"Why is it the older and more experienced you are, the less desirable you get?" ponders Liza in Younger (Neon), the breezy comedy from Sex and the City creator Darren Star. Her friend wonders if she's talking about her husband, who has just left her for a younger woman. She means finding a job. Liza, like Sutton Foster, the Broadway star who plays her, is 40, going on 26.
That's the ridiculous-sounding premise behind this light but surprisingly likeable New York-set show, based on the novel by Pamela Redmond Satran. Foster could probably get away with playing a teenager and she gives Younger its quirky allure, even if the show is full of stereotypes. Her character is struggling financially, (because women always rely on their husbands), so Liza needs to find a job.
Having been out of the workforce for years raising her now-teenaged daughter (a boho type who wants to save the world), no one wants to hire her, choosing perky young graduates instead. This may not exactly match the experience many Millennials face in getting a job straight out of uni.
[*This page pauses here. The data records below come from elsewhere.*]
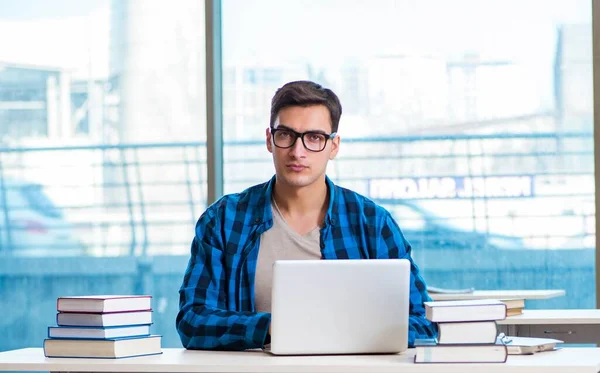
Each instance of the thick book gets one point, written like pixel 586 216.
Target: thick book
pixel 105 348
pixel 465 310
pixel 476 332
pixel 95 332
pixel 104 319
pixel 104 303
pixel 427 351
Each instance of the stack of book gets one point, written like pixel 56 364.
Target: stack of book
pixel 102 326
pixel 467 332
pixel 514 307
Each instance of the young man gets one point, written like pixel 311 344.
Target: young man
pixel 298 214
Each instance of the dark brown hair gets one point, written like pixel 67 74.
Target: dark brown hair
pixel 306 93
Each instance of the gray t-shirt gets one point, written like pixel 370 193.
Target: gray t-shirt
pixel 281 242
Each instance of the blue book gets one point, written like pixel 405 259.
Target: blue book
pixel 95 332
pixel 103 348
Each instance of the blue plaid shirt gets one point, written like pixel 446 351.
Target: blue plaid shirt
pixel 216 304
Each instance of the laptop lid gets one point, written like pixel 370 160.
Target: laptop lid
pixel 340 306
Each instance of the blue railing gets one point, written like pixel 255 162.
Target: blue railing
pixel 144 199
pixel 120 218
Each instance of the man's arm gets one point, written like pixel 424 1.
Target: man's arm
pixel 203 321
pixel 397 247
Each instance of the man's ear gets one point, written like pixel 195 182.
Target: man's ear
pixel 335 147
pixel 269 142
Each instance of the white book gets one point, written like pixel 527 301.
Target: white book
pixel 104 319
pixel 95 332
pixel 106 348
pixel 465 310
pixel 104 303
pixel 467 332
pixel 481 353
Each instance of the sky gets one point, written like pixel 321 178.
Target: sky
pixel 74 34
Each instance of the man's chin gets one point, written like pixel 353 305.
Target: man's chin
pixel 297 181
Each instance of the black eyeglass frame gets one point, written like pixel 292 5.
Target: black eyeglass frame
pixel 301 135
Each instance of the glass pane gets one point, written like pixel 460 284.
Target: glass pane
pixel 476 113
pixel 102 155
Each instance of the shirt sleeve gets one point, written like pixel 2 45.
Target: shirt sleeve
pixel 203 321
pixel 396 246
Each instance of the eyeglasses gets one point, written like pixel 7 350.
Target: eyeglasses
pixel 314 141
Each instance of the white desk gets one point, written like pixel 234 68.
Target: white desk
pixel 501 294
pixel 571 326
pixel 571 360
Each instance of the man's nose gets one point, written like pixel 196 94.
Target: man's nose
pixel 298 150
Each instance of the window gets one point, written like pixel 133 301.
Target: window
pixel 476 116
pixel 103 155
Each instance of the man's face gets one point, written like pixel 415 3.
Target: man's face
pixel 297 166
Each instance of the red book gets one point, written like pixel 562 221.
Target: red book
pixel 104 303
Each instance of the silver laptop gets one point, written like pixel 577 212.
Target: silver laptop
pixel 339 306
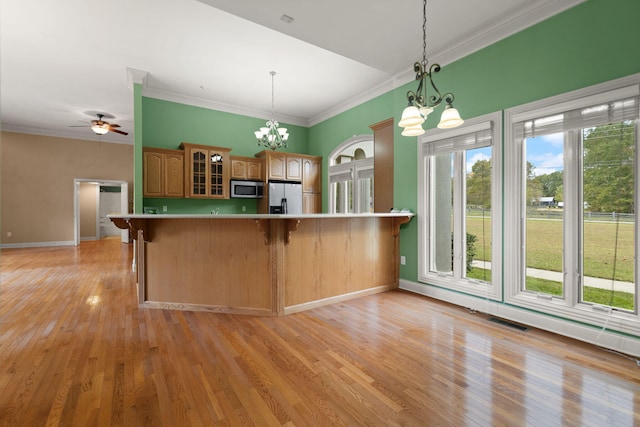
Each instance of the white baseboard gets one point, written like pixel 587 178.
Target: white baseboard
pixel 593 334
pixel 35 244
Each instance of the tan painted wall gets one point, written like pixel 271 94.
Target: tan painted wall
pixel 88 212
pixel 36 182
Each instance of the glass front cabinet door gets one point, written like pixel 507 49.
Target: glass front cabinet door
pixel 208 171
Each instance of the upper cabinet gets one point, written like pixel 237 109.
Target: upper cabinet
pixel 311 174
pixel 311 184
pixel 207 171
pixel 281 166
pixel 246 168
pixel 163 173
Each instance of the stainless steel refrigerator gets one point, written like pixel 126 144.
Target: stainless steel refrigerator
pixel 285 198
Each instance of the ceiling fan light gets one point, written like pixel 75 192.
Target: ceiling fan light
pixel 411 117
pixel 100 129
pixel 415 130
pixel 450 118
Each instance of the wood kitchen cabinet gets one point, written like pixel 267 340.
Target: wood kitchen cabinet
pixel 281 166
pixel 311 184
pixel 246 168
pixel 207 171
pixel 163 173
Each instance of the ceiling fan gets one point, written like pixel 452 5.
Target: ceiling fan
pixel 100 127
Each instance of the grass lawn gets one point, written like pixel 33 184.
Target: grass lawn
pixel 544 246
pixel 544 251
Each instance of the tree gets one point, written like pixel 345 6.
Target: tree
pixel 479 184
pixel 608 159
pixel 550 183
pixel 534 187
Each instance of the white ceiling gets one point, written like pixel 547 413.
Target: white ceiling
pixel 63 61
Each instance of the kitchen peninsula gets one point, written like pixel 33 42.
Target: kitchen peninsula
pixel 262 264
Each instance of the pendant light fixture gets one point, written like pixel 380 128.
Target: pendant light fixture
pixel 272 136
pixel 420 106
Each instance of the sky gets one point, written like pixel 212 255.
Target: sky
pixel 545 153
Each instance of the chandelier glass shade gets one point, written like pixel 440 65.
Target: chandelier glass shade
pixel 272 136
pixel 421 105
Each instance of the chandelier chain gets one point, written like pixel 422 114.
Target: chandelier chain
pixel 273 97
pixel 424 33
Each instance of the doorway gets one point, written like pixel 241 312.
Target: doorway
pixel 93 200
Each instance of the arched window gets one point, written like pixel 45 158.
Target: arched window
pixel 351 176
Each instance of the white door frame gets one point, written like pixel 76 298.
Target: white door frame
pixel 124 204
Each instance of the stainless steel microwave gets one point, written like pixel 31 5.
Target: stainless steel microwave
pixel 247 189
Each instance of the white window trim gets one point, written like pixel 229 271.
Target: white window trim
pixel 515 215
pixel 354 168
pixel 493 290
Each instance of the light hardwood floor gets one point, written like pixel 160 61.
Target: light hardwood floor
pixel 76 350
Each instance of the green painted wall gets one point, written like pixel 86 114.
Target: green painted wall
pixel 166 124
pixel 591 43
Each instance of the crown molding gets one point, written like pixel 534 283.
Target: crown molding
pixel 474 40
pixel 510 23
pixel 150 92
pixel 136 76
pixel 109 137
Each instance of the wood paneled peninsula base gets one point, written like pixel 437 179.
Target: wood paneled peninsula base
pixel 262 264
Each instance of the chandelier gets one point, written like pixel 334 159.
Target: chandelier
pixel 272 136
pixel 420 106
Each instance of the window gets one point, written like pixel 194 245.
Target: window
pixel 351 176
pixel 571 249
pixel 459 207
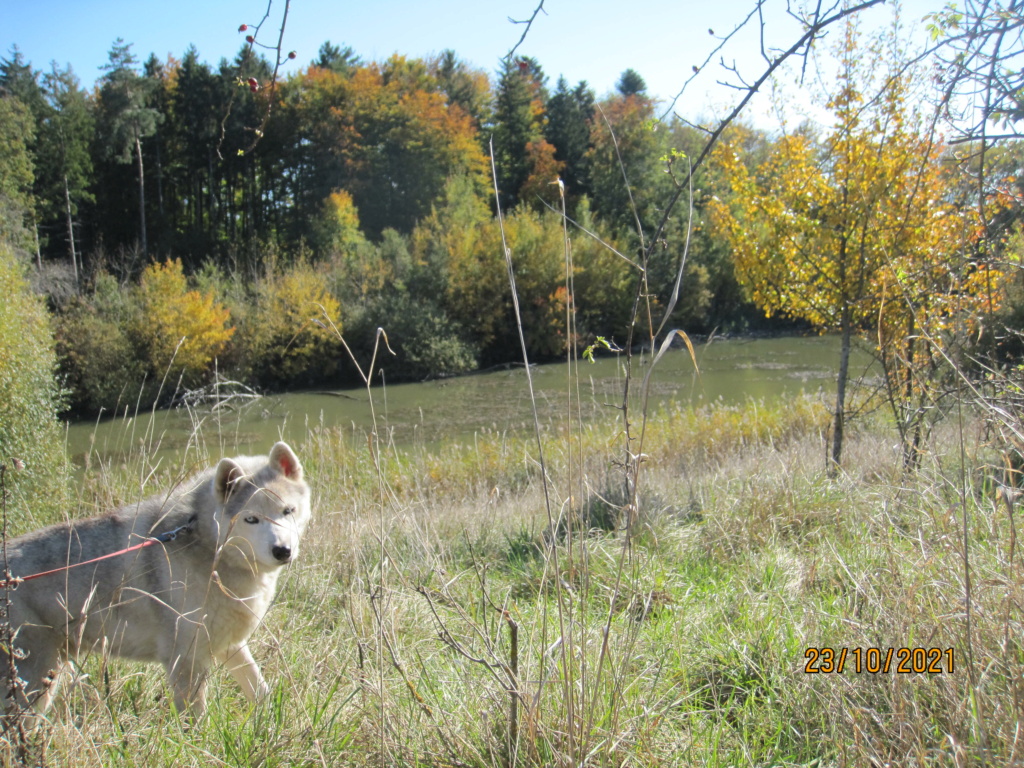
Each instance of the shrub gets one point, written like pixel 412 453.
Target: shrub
pixel 425 341
pixel 182 331
pixel 279 336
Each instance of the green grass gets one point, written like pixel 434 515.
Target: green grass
pixel 681 644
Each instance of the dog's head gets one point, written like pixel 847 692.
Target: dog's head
pixel 263 507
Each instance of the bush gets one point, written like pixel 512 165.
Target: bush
pixel 30 400
pixel 279 336
pixel 183 331
pixel 425 341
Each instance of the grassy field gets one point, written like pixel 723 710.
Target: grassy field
pixel 438 617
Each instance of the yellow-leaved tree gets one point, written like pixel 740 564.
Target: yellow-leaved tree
pixel 856 232
pixel 182 330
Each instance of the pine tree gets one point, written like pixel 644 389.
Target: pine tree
pixel 127 119
pixel 569 114
pixel 518 122
pixel 66 176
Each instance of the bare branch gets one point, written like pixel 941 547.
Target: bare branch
pixel 528 23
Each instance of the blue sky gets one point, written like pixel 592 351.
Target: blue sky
pixel 593 40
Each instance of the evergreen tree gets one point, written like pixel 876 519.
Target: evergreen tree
pixel 469 89
pixel 518 123
pixel 337 59
pixel 631 84
pixel 127 119
pixel 16 175
pixel 198 105
pixel 65 169
pixel 569 114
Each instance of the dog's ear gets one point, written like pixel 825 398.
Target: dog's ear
pixel 285 460
pixel 228 473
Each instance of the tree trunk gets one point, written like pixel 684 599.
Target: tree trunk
pixel 141 196
pixel 71 231
pixel 839 419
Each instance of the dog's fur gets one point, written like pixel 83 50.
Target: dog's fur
pixel 189 603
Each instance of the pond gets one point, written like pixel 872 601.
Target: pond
pixel 427 414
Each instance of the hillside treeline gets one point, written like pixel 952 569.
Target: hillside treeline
pixel 185 218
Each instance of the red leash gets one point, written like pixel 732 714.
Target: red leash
pixel 170 536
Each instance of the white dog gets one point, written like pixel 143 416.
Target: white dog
pixel 181 579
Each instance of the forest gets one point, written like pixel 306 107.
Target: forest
pixel 675 583
pixel 185 219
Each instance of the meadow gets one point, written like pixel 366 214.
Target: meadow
pixel 452 608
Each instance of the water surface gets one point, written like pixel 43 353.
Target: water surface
pixel 731 371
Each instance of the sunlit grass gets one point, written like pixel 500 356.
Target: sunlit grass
pixel 744 555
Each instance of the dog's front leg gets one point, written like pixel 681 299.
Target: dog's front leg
pixel 246 672
pixel 188 684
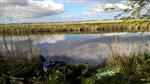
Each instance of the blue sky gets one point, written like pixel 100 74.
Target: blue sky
pixel 20 11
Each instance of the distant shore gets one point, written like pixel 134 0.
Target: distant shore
pixel 77 27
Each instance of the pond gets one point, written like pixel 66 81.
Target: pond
pixel 76 48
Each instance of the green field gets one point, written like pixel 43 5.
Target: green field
pixel 77 27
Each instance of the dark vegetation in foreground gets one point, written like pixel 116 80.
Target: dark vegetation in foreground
pixel 118 26
pixel 117 70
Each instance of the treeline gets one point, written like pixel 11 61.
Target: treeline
pixel 130 26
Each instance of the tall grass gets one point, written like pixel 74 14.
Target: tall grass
pixel 124 26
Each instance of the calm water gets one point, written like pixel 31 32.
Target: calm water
pixel 77 48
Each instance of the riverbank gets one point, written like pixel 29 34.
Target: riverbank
pixel 77 27
pixel 117 70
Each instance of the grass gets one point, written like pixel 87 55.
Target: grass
pixel 81 27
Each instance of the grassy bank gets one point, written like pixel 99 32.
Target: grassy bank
pixel 79 27
pixel 116 70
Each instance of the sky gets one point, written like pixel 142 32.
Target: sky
pixel 27 11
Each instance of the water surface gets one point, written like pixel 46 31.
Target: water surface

But it's on board with the idea that women often feel invisible as they get older.
When Liza's hit on by a 26-year-old thinking she must be about his age, she decides to pretend it's true, 24/7. "I'm from ... over the bridge," she says, explaining why their paths haven't crossed.
With her new makeover sussed, and her Gen Y crushes rehearsed - Katniss Everdeen and Harry from 1D - she winds up with a gig at a publishing house, working for Diana Trout, a sort of OTT Devil Wears Prada character, and an irritatingly put-together 20-something named Kelsey (a suitably smarmy Hilary Duff).